If there was ever any doubt that the members of Destiny’s Child were survivors, this song surely ended them. The chorus has all the intensity you could hope for in one of the girl group’s iconic numbers. We often hear about the emotion and attitude, and rightfully so. But we want to draw your attention to the harmonies, which are overlooked yet remain timeless. Beyoncé, Kelly Rowland, and Michelle Williams step up, delivering exciting vocals that could blow the roof off any building. Their harmonies may seem easy to pull off, but that’s only because these women are so talented, we don’t see the level of skill required. Standing strong together, they assemble their voices in a superhero-level formation.

#3: “Sun King” (1969)
The Beatles

The Beatles were no stranger to stellar harmonies, as seen on tracks like “Because,” from “Abbey Road.” On that same album, there’s a deeper cut, “Sun King,” that combines the members’ legendary sounds in a way we all need to be talking about more. The guitar-led instrumentation slowly sets the mood before John, Paul, and George enter the fold. With a three-part harmony, they add a soothing energy to the delicate arrangement. It’s like the trio are guiding us off to a peaceful sleep. Almost angelic in quality, the harmonies permeating this track capture what we imagine it must feel like to surf on a cloud.

#2: “Fall on Me” (1986)

You may mainly think of them as a defining alternative group, and for good reason! But lest we forget R.E.M. also featured an excellent collection of singers. Many forget that they come together for “Fall on Me.” Every time Michael Stipe and Mike Mills’ unique vocal tones come together, it sounds like magic. They remind us of the power a great, cohesive harmony has to elevate a piece and make it stand out from the crowd. We’d also be remiss not to mention drummer Bill Berry’s mesmerizing vocal contributions in the latter parts of the number. “Fall on Me” ends up as something of a sound collage, and it’s fantastic.

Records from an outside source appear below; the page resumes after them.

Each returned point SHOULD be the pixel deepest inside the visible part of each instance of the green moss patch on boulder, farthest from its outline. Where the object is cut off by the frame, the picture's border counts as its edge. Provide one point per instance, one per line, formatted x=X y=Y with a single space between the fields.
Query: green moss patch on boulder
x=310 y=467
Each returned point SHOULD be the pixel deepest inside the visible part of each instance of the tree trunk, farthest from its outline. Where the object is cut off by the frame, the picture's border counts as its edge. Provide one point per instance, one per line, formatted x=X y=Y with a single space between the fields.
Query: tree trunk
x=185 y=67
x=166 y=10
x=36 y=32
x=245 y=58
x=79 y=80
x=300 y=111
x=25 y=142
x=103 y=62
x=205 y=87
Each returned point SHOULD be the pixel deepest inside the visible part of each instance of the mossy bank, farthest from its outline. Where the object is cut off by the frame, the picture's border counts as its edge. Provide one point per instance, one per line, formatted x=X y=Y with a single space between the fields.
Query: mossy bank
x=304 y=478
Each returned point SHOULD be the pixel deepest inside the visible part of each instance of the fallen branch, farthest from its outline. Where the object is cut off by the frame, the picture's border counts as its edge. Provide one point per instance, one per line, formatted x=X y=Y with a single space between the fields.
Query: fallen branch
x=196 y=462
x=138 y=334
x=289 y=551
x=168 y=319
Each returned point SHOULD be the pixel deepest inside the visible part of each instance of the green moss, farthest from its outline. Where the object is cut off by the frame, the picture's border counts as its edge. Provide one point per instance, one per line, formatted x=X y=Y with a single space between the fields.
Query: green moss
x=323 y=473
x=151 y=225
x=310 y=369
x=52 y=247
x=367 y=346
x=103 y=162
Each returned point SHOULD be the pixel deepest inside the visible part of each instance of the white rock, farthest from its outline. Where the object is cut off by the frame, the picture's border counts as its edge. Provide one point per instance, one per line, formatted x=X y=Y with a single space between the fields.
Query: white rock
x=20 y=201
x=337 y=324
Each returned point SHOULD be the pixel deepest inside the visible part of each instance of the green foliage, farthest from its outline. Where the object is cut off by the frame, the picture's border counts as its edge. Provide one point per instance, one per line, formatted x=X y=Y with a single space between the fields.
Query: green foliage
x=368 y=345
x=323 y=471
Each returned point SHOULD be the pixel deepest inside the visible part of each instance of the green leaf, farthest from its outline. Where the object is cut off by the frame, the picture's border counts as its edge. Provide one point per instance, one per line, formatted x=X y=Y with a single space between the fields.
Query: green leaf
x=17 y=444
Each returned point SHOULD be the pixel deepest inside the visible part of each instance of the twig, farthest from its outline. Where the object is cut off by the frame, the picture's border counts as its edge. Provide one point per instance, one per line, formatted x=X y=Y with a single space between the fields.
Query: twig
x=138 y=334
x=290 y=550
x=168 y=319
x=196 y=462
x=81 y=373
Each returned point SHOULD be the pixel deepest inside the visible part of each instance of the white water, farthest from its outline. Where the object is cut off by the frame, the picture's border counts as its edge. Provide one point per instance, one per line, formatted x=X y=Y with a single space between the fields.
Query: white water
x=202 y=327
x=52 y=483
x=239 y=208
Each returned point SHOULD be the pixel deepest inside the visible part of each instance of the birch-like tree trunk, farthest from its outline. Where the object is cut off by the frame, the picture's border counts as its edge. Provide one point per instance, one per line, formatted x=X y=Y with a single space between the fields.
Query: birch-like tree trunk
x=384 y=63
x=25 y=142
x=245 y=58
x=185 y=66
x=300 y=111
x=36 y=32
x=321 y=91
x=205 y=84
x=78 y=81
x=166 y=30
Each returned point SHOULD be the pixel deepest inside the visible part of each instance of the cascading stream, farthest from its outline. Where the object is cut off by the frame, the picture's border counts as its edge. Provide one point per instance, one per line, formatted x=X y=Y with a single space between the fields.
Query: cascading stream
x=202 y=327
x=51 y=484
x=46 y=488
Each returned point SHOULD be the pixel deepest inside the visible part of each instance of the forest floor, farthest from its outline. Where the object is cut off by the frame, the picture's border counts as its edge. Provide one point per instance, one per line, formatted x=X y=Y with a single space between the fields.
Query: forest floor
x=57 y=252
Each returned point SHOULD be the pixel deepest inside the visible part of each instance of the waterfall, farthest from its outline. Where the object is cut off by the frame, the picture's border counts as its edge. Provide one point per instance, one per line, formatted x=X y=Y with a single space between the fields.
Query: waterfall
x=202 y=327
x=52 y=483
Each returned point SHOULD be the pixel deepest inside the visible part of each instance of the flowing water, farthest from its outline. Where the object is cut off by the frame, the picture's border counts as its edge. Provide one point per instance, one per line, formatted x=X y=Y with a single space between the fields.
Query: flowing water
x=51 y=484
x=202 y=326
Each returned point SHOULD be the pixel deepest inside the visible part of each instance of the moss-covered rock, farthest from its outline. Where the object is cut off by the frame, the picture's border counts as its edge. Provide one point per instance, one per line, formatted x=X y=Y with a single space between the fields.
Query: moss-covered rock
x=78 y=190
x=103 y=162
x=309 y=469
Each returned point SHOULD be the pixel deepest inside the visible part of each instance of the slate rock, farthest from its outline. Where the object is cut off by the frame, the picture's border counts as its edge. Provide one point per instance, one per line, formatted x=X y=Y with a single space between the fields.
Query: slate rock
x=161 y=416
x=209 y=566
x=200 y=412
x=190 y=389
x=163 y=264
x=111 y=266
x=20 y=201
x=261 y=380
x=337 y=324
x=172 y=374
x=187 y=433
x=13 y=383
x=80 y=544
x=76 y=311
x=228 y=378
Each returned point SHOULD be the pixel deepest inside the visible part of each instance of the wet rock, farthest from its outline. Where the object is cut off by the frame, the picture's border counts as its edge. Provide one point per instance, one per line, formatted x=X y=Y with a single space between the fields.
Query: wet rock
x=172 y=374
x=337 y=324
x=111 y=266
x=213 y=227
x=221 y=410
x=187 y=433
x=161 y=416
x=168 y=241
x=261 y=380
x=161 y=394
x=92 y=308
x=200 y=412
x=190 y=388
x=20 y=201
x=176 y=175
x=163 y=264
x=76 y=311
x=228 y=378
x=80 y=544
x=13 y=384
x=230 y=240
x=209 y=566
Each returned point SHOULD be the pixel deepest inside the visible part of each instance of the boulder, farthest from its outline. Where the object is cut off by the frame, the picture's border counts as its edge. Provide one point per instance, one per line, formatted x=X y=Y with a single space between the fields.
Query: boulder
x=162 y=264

#1: “Dance with Me” (1975)

Orleans probably doesn’t come up in discussions of best groups, or harmonies, too often, but they should. The combination of vocals on this 1975 work deserve mention next to the finest soft rock classics of the decade. The singers weave in and out in amazing flashes of sonic brilliance throughout, demanding our attention. There’s one specific high note they nail that has us rewinding the track again and again, because hearing it once doesn’t do it justice. The production also represents a distinct era of musical excellence. “Dance with Me” still resonates all these years later, whether or not you were around for the original release.